Discrete Preference Learning for Personalized Multimodal Generation
A new two-stage framework turns user interactions into discrete tokens for consistent, personalized multimodal content.
A research team from multiple institutions has introduced a novel AI framework called DPPMG (Discrete Preference Learning for Personalized Multimodal Generation) that addresses critical limitations in current personalized generative models. The system tackles two main challenges: the gap between continuous user preferences and the discrete token inputs required by generator architectures like GPT-4 and Stable Diffusion, and the potential inconsistency between generated images and texts. Their solution involves a two-stage approach where a modal-specific graph neural network first learns users' preferences from their multimodal interactions, then quantizes these preferences into discrete tokens that can be injected into downstream text and image generators.
To ensure the generated content remains both personalized and consistent across modalities, the researchers designed a cross-modal consistent and personalized reward mechanism to fine-tune the token-associated parameters during training. This approach allows the system to maintain individual user preferences while ensuring that generated images and text align logically. The framework has been validated through extensive experiments on two real-world datasets, demonstrating significant improvements in generating personalized and coherent multimodal content compared to existing methods. The paper has been accepted for publication at SIGIR 2026, a premier conference in information retrieval, indicating its potential impact on next-generation recommendation systems and personalized content creation tools.

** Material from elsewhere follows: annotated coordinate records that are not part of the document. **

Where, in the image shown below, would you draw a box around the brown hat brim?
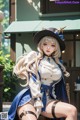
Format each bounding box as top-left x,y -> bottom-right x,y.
34,30 -> 65,51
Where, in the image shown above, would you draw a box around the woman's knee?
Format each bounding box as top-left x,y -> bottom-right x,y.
68,105 -> 77,117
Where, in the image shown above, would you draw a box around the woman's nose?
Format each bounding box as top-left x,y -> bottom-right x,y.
47,46 -> 50,49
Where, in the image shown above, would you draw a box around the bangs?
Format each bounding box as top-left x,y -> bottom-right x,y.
41,36 -> 56,44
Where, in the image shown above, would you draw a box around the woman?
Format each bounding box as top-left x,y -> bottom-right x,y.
8,29 -> 77,120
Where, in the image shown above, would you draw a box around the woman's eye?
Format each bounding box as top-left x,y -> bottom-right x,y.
43,43 -> 47,46
51,45 -> 55,47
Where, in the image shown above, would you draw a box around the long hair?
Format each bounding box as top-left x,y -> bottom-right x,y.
13,36 -> 69,85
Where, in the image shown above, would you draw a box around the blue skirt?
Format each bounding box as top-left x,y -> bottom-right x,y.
8,79 -> 68,120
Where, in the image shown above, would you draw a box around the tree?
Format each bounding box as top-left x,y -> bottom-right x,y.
0,0 -> 10,54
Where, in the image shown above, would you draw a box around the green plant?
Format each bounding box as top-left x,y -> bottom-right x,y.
0,51 -> 17,102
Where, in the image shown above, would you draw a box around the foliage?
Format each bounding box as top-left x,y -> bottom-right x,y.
0,51 -> 17,102
0,0 -> 10,54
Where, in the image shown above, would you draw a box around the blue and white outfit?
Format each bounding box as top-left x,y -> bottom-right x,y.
8,56 -> 68,120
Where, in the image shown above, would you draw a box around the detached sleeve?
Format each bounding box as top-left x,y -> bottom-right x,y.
29,74 -> 42,98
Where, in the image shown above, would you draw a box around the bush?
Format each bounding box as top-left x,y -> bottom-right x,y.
0,51 -> 18,102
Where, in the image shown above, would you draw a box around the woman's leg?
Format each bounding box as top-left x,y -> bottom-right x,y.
17,103 -> 37,120
42,101 -> 77,120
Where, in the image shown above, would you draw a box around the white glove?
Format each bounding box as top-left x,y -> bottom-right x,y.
34,98 -> 43,118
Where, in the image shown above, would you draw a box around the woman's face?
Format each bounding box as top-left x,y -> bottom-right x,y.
41,40 -> 56,56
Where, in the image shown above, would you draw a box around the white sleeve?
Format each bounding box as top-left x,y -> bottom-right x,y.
29,74 -> 42,98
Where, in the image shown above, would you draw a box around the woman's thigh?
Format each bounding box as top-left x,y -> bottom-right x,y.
17,103 -> 37,120
41,101 -> 75,118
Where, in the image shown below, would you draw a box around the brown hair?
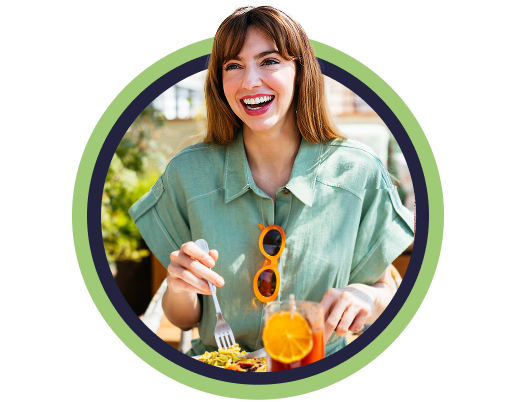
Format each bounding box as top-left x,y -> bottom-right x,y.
204,4 -> 346,145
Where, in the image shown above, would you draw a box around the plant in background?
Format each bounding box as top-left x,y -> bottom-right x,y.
101,105 -> 165,264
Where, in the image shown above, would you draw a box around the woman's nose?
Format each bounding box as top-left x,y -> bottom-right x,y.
242,66 -> 261,89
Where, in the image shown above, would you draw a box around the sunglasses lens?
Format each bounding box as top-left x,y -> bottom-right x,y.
258,269 -> 277,297
263,230 -> 282,256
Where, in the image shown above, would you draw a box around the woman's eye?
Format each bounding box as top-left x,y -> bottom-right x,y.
225,64 -> 238,71
263,59 -> 279,66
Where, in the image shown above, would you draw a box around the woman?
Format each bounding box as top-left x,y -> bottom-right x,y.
130,5 -> 413,356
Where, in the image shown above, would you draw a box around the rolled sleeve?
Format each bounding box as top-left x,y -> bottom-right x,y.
129,172 -> 191,267
349,187 -> 414,285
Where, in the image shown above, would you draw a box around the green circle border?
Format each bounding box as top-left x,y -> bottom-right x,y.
72,38 -> 444,399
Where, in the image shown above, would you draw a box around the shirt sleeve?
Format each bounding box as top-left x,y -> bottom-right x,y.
349,186 -> 414,285
129,165 -> 191,267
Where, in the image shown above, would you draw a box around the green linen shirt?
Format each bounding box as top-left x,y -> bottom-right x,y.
129,129 -> 414,356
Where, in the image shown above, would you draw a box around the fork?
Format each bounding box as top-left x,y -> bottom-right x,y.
195,239 -> 236,349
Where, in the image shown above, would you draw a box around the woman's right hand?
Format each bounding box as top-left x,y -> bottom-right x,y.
166,241 -> 225,295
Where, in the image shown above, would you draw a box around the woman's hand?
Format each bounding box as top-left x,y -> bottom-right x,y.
321,265 -> 397,344
166,241 -> 225,295
321,287 -> 374,343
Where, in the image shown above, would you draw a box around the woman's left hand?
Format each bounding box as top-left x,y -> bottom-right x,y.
321,286 -> 374,344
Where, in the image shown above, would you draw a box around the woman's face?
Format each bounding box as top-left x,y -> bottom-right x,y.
222,26 -> 295,137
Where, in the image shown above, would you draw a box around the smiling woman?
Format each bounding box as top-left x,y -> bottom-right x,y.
204,5 -> 345,144
129,4 -> 414,362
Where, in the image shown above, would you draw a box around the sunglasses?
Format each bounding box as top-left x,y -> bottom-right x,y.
254,223 -> 286,303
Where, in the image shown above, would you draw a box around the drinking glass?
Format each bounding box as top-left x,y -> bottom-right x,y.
265,300 -> 325,371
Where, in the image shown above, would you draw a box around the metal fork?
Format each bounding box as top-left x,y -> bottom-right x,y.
195,239 -> 236,349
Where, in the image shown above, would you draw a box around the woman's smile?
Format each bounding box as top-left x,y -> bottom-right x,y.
241,94 -> 275,116
223,26 -> 295,132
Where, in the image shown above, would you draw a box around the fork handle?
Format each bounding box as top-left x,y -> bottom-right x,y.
195,239 -> 222,315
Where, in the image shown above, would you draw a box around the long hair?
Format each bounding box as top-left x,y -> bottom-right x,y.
204,4 -> 347,145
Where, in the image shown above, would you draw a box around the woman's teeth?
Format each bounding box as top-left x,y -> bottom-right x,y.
243,96 -> 274,109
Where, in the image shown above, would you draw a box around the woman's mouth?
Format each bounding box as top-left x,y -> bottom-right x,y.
240,95 -> 275,116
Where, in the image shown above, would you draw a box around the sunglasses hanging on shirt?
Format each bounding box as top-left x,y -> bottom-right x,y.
254,223 -> 286,303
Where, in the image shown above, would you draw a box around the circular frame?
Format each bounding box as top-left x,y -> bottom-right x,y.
72,38 -> 444,399
254,265 -> 281,303
259,225 -> 286,260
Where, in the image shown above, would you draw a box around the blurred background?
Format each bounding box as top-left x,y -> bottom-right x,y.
101,71 -> 414,347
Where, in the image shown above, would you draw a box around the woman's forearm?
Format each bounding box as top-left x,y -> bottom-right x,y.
347,265 -> 396,324
162,282 -> 202,331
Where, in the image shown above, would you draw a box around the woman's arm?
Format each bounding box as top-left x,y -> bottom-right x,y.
321,265 -> 396,342
162,242 -> 224,330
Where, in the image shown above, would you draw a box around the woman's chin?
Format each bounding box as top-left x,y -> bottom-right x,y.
243,118 -> 277,133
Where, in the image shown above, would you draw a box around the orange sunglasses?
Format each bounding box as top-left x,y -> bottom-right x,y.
254,223 -> 286,303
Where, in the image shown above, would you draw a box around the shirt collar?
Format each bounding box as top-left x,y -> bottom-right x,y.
224,128 -> 322,206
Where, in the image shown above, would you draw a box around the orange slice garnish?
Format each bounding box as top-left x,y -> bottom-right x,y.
263,311 -> 313,364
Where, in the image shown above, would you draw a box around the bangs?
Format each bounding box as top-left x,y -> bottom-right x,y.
219,11 -> 300,64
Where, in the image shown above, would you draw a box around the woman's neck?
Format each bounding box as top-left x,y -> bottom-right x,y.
243,119 -> 301,203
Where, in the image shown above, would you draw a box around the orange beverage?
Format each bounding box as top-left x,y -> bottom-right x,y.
266,331 -> 325,371
263,296 -> 325,371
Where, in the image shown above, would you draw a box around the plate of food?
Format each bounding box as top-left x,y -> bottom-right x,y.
193,343 -> 266,373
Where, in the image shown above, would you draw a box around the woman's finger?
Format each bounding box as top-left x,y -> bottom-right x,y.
335,304 -> 361,336
181,241 -> 215,268
322,291 -> 351,334
169,278 -> 211,295
209,249 -> 218,262
177,254 -> 225,286
168,263 -> 211,293
349,310 -> 371,333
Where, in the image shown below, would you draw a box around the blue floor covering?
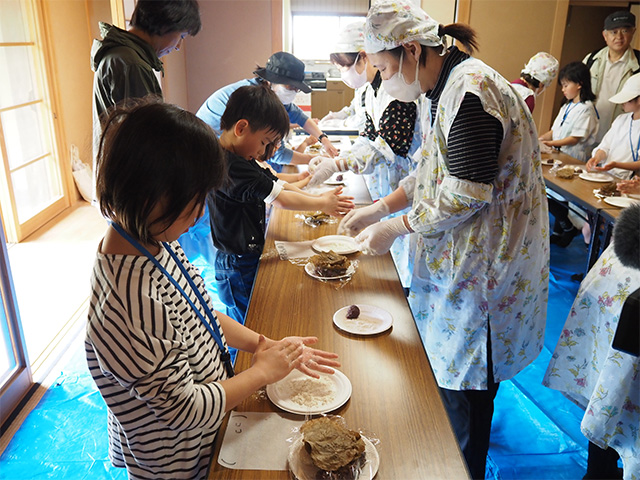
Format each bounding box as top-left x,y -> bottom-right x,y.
0,223 -> 587,480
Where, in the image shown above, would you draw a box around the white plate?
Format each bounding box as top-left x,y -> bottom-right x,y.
324,172 -> 345,185
311,235 -> 360,255
604,197 -> 640,208
333,304 -> 393,335
540,158 -> 562,166
267,370 -> 351,415
288,436 -> 380,480
578,172 -> 613,182
304,262 -> 356,280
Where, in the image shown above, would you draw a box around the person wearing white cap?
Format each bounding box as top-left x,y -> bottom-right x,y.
511,52 -> 558,113
318,20 -> 368,131
340,0 -> 549,478
309,21 -> 421,287
587,73 -> 640,180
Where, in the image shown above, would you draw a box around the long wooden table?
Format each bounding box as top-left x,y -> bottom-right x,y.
209,175 -> 469,479
541,152 -> 616,273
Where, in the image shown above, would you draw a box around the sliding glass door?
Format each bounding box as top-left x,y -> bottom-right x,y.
0,222 -> 32,424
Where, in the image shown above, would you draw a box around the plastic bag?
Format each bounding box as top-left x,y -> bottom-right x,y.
71,145 -> 93,203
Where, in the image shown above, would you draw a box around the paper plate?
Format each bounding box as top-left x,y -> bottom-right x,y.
304,262 -> 356,280
540,158 -> 562,167
311,235 -> 360,255
267,370 -> 351,415
288,435 -> 380,480
578,172 -> 613,183
333,304 -> 393,335
604,197 -> 640,208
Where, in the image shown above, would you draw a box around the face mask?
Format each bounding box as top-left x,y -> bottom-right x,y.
382,51 -> 422,102
271,83 -> 298,105
340,57 -> 367,89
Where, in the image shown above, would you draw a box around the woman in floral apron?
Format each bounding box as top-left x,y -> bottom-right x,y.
342,0 -> 549,478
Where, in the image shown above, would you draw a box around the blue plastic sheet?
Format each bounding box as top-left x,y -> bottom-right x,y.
0,215 -> 587,480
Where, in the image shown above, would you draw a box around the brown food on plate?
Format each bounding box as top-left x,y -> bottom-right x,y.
598,182 -> 620,197
556,166 -> 576,178
304,212 -> 331,226
347,305 -> 360,319
300,417 -> 365,472
309,250 -> 351,277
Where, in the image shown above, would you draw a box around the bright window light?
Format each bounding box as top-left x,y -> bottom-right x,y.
292,15 -> 365,60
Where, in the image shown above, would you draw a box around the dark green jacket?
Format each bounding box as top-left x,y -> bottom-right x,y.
91,22 -> 163,158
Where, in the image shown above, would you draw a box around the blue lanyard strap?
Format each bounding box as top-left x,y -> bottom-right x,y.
110,222 -> 234,378
560,102 -> 577,126
629,115 -> 640,162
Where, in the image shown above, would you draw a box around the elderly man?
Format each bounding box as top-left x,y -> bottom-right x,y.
583,10 -> 640,143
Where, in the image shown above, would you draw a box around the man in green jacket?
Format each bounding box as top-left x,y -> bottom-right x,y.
583,10 -> 640,143
91,0 -> 201,191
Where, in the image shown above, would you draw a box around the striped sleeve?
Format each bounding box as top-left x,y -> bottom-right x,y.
447,93 -> 503,183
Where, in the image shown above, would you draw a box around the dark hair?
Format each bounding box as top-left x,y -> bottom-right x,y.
131,0 -> 202,36
389,23 -> 478,65
96,98 -> 226,243
613,205 -> 640,270
220,84 -> 291,140
329,52 -> 360,67
558,62 -> 596,104
520,72 -> 540,88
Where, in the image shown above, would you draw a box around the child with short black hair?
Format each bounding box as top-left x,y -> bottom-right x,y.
207,85 -> 354,323
540,62 -> 598,162
90,99 -> 339,480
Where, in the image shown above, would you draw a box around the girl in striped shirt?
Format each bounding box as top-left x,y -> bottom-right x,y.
85,99 -> 339,480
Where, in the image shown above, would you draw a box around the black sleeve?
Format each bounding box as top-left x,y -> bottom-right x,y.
447,93 -> 503,183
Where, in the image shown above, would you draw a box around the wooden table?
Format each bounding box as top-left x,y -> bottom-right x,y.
209,174 -> 469,479
541,152 -> 616,273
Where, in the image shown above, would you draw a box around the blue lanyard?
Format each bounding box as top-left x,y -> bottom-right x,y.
560,102 -> 577,126
110,222 -> 234,378
629,114 -> 640,162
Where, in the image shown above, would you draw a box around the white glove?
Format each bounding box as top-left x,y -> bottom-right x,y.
356,215 -> 411,255
338,200 -> 389,237
309,157 -> 341,187
309,155 -> 329,173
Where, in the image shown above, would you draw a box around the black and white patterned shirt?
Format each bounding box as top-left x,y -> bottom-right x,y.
85,242 -> 226,480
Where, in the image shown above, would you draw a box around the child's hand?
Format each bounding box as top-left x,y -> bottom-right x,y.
617,177 -> 640,194
320,187 -> 355,217
281,337 -> 340,378
251,335 -> 304,385
298,170 -> 311,181
587,157 -> 598,172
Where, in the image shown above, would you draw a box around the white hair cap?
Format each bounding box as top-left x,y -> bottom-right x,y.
364,0 -> 444,53
522,52 -> 558,88
331,20 -> 364,53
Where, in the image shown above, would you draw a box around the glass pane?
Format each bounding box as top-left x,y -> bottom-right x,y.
292,15 -> 365,60
11,156 -> 62,223
0,0 -> 31,43
0,295 -> 16,385
0,45 -> 42,108
0,103 -> 51,170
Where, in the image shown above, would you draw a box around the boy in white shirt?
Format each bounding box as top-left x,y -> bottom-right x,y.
587,73 -> 640,176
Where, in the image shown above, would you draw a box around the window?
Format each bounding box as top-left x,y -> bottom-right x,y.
292,14 -> 365,60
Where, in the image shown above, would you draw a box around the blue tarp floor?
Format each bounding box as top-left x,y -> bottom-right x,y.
0,220 -> 600,480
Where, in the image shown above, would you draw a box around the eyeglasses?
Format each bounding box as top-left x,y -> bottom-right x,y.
607,28 -> 636,37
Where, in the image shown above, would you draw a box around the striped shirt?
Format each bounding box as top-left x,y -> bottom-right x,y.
427,47 -> 503,183
85,242 -> 226,480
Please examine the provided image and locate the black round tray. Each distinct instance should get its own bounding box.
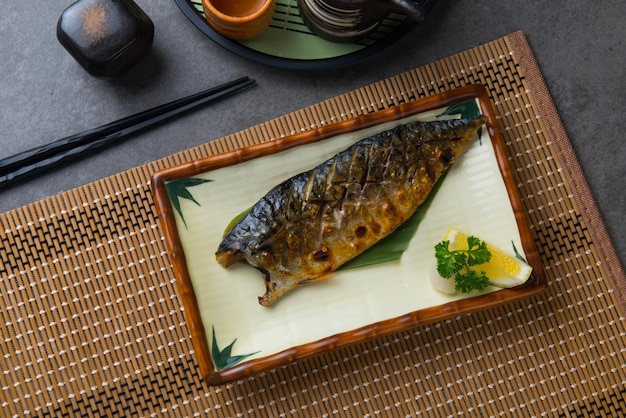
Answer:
[175,0,434,70]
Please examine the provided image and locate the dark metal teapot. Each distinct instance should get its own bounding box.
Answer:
[298,0,436,42]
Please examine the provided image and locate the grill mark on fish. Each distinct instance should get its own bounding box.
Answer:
[216,116,487,306]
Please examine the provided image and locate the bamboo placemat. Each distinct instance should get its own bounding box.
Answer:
[0,32,626,417]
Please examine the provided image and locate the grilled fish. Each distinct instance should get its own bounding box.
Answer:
[216,116,487,306]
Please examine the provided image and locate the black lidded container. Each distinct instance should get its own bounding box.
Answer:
[57,0,154,78]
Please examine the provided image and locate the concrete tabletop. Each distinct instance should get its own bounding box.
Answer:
[0,0,626,265]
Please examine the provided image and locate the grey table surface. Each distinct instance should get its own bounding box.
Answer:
[0,0,626,265]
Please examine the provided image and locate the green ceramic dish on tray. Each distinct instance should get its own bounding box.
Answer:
[175,0,435,70]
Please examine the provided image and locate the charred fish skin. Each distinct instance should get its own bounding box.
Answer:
[216,116,487,306]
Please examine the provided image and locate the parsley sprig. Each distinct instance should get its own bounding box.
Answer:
[435,236,491,293]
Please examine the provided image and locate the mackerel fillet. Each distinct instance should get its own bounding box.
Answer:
[216,116,487,306]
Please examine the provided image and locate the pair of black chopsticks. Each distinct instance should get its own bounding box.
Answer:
[0,77,255,189]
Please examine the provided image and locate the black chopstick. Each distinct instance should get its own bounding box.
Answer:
[0,77,255,189]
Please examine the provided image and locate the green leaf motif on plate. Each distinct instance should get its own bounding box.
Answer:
[437,100,480,119]
[211,326,259,371]
[165,178,213,228]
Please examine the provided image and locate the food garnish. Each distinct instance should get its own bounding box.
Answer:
[431,228,532,293]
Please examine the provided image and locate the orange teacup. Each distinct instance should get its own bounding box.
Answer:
[202,0,274,40]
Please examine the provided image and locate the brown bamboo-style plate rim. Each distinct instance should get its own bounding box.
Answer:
[152,84,546,385]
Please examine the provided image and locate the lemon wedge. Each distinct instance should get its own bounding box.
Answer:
[443,228,533,287]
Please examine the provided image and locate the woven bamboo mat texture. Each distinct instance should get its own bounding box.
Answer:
[0,32,626,417]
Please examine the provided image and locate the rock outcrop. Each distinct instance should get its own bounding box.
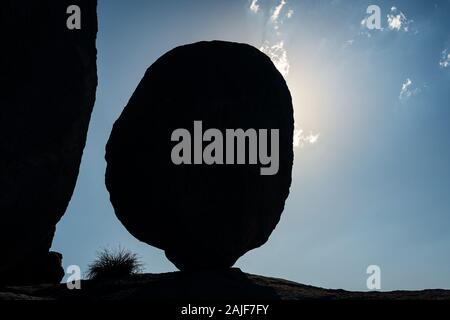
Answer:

- Uses a modal-specific graph neural network to learn user preferences from multimodal interactions and quantizes them into discrete tokens
- Addresses the architecture gap by converting continuous preferences to discrete tokens compatible with generators like GPT and Stable Diffusion
- Implements a cross-modal consistency reward to fine-tune parameters, ensuring personalized yet coherent text-image outputs
Why It Matters
Enables AI systems to generate truly personalized, consistent text and images together, advancing recommendation engines and creative tools.